La branche canadienne de l'ONG Amnesty International a cependant indiqué que Raif Badawi restait soumis à une interdiction de quitter le royaume pendant dix ans.

Cette mesure s'applique généralement aux défenseurs des droits humains, à l'instar de Loujain al-Hathloul, la militante féministe libérée de prison en février 2021 mais toujours interdite de quitter le pays.

La sœur de Raif Badawi, Samar Badawi, ainsi que la militante Nassima al-Sadah ont été elles aussi libérées en 2021 et restent bloquées dans le royaume.

Un refuge au Canada ?

Le Québec a ouvert la voie à l'exil de Raif Badawi au Canada, où vivent déjà sa femme Ensaf Haidar et ses trois enfants, en le plaçant sur une liste prioritaire d'immigrants potentiels pour raisons humanitaires. 

Musulman sunnite comme la majorité des Saoudiens, Raif Badawi est né le 13 janvier 1984. Il a fait des études d'économie et dirigé un institut d'apprentissage de la langue anglaise et des techniques informatiques, selon son épouse. 

En 2016, elle se confiait sur le plateau de TV5MONDE. Elle racontait leur amour, né d'une erreur de numéro de téléphone, suivi de longues conversations secrètes, dans un royaume qui ne permet pas aux femmes de rencontrer librement des hommes.

(RE)lire : Ensaf Haidar : "Mon combat pour sauver Raïf Badawi"

Raif Badawi aime lire et s'est fait connaître par ses écrits en faveur de la liberté d'expression.

"C'est un homme ouvert d'esprit, il aime la liberté, que les femmes deviennent indépendantes", avait raconté son fils Hafer Haidar à l'AFP fin février, brossant le portrait de "quelqu'un de positif" et "bon père".

"Il voulait promouvoir le dialogue entre les gens.
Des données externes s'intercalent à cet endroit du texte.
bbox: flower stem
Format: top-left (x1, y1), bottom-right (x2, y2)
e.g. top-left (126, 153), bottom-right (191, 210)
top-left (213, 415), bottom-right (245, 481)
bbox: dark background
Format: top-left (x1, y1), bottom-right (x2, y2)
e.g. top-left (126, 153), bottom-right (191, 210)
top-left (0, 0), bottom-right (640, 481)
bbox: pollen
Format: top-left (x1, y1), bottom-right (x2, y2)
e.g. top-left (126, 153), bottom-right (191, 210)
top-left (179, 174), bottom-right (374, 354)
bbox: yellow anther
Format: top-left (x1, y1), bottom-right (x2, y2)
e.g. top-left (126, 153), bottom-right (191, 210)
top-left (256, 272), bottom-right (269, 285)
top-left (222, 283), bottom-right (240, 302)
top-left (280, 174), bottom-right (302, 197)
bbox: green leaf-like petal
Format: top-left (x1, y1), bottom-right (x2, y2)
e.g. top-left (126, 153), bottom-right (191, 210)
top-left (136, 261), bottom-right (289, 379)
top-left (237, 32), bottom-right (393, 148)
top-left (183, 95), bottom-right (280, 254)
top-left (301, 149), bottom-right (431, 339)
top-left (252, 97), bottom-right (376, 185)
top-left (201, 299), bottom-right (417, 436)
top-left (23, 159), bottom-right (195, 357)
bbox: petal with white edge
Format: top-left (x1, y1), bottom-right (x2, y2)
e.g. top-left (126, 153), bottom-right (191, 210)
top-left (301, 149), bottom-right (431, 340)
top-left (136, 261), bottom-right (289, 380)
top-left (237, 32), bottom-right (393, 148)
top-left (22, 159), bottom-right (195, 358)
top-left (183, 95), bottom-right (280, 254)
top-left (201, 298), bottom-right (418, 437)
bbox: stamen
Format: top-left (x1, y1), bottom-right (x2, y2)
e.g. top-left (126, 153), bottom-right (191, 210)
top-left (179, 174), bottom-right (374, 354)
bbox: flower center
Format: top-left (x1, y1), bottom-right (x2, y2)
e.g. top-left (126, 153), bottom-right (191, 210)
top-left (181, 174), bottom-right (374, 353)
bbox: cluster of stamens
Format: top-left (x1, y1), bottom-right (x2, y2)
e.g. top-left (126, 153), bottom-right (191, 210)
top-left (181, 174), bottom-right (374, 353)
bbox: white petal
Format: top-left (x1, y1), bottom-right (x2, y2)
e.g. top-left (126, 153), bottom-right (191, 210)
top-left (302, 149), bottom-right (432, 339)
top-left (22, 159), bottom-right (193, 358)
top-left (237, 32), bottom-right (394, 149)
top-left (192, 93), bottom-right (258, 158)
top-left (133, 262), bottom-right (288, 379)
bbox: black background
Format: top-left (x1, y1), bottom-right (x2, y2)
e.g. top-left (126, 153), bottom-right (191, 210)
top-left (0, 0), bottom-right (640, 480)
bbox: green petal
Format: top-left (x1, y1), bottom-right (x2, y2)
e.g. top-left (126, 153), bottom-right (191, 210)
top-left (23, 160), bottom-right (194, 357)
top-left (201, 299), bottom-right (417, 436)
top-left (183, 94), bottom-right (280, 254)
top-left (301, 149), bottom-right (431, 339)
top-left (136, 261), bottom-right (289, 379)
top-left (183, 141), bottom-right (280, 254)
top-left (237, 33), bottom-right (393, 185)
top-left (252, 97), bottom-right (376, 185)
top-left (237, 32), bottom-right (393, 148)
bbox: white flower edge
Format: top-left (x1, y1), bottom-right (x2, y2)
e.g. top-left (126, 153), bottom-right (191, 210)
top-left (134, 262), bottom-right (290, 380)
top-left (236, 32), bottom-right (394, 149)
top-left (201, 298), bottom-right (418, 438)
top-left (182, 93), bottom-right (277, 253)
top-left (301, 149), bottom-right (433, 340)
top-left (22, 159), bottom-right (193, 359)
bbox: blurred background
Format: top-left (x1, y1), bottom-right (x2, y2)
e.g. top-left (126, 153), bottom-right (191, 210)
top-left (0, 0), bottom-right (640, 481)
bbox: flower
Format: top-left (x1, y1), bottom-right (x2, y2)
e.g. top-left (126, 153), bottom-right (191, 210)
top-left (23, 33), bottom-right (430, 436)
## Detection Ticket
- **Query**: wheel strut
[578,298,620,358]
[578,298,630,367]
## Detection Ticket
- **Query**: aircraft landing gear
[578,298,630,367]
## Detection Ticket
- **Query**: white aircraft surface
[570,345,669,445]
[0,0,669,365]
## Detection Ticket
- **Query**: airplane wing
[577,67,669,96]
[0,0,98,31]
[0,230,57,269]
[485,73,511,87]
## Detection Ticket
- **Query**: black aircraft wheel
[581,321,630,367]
Il voulait la liberté d'expression et des droits pour les femmes et tous les êtres humains, c'est ce qui l'a toujours motivé", avait aussi expliqué sa femme Ensaf en 2017.
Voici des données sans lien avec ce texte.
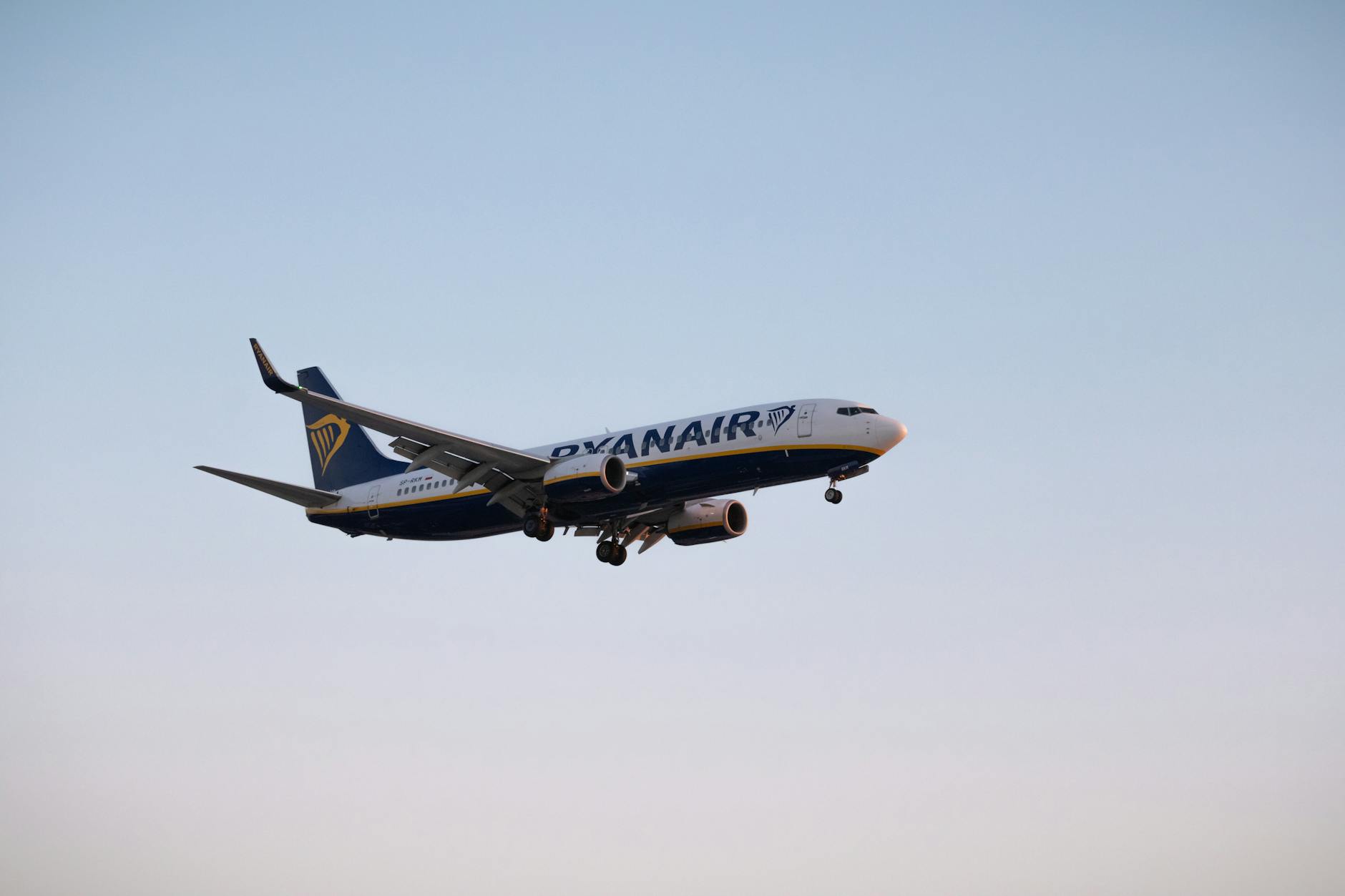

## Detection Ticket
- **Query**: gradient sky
[0,3,1345,896]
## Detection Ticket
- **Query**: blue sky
[0,4,1345,896]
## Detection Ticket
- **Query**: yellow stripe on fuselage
[304,444,884,516]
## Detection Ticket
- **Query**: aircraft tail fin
[298,368,406,491]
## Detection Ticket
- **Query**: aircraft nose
[874,417,906,451]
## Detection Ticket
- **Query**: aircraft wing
[250,339,552,514]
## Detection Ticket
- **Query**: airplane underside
[308,445,879,541]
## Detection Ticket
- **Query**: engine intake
[542,455,625,503]
[668,499,748,545]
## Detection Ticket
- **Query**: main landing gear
[595,541,627,566]
[523,511,555,541]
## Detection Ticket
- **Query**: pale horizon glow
[0,3,1345,896]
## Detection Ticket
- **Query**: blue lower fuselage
[308,444,881,541]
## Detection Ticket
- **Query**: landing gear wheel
[523,514,546,541]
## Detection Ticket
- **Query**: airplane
[196,339,906,566]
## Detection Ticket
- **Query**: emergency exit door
[799,405,816,438]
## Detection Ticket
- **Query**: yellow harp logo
[308,414,350,473]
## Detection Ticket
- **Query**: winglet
[248,339,298,393]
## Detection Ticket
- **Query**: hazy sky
[0,3,1345,896]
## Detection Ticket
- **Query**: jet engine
[542,455,625,503]
[668,499,748,545]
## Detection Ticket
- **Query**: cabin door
[799,405,816,438]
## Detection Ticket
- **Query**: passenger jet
[196,339,906,566]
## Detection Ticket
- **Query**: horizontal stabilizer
[196,467,341,507]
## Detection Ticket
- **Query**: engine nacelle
[668,499,748,545]
[542,455,625,503]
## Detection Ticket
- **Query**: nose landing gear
[595,541,625,566]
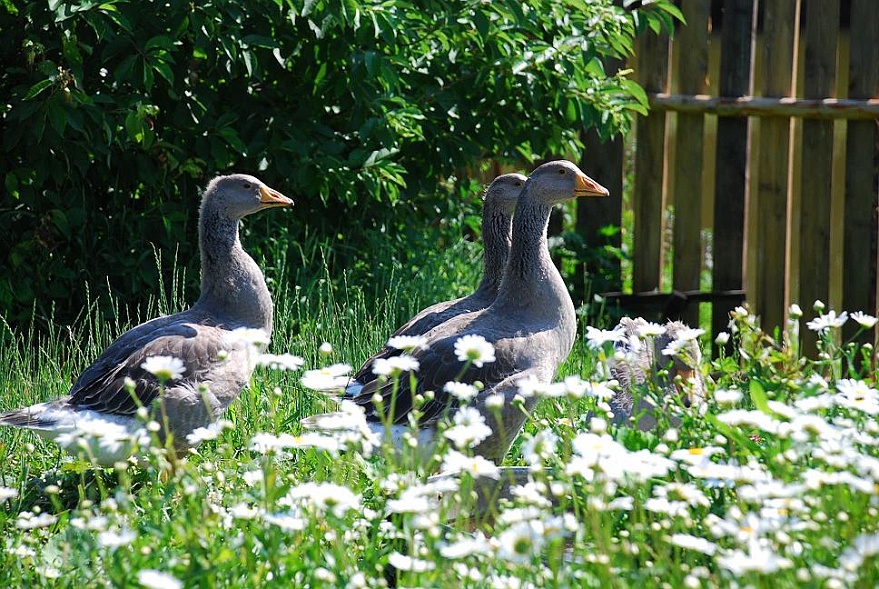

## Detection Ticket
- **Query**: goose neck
[197,207,272,332]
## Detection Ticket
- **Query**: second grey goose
[303,160,608,462]
[346,174,528,396]
[0,174,293,466]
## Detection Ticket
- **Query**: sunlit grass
[0,235,879,588]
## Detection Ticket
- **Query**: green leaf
[143,35,175,53]
[22,80,55,100]
[46,100,67,136]
[748,379,772,413]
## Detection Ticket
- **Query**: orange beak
[259,186,293,208]
[574,174,610,197]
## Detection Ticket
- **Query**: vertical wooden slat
[795,0,844,354]
[842,0,879,343]
[632,32,668,292]
[748,0,797,333]
[711,0,754,350]
[669,0,711,325]
[842,0,879,343]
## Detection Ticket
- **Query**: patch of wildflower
[140,356,186,382]
[455,335,495,368]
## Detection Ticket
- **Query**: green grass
[0,233,879,587]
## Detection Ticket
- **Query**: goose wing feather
[68,316,229,415]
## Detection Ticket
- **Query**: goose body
[609,317,704,431]
[303,160,607,462]
[346,174,528,396]
[0,174,293,465]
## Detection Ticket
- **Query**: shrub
[0,0,678,321]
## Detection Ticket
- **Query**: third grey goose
[346,174,528,396]
[609,317,704,431]
[303,160,608,462]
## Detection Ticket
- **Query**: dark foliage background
[0,0,679,324]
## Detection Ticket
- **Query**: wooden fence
[578,0,879,350]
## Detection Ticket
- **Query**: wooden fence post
[842,0,879,344]
[711,0,754,350]
[632,33,668,292]
[794,0,844,355]
[748,0,799,333]
[668,0,711,325]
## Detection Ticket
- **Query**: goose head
[654,321,704,407]
[484,174,528,217]
[528,160,610,205]
[202,174,293,219]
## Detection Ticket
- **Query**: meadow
[0,232,879,588]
Reporters sans frontières (RSF) a décrit le site de Raif Badawi comme un "forum de discussion destiné à encourager des débats d'ordre politique, religieux et social en Arabie saoudite".

Le blogueur est lauréat du prix RSF 2014 dans la catégorie net-citoyen. Il a aussi été choisi en 2015 par les chefs de file des groupes politiques du Parlement européen comme lauréat du Prix Sakharov pour la liberté d'expression. En 2015 et 2016, il figurait parmi les nominés pour le prix Nobel de la Paix.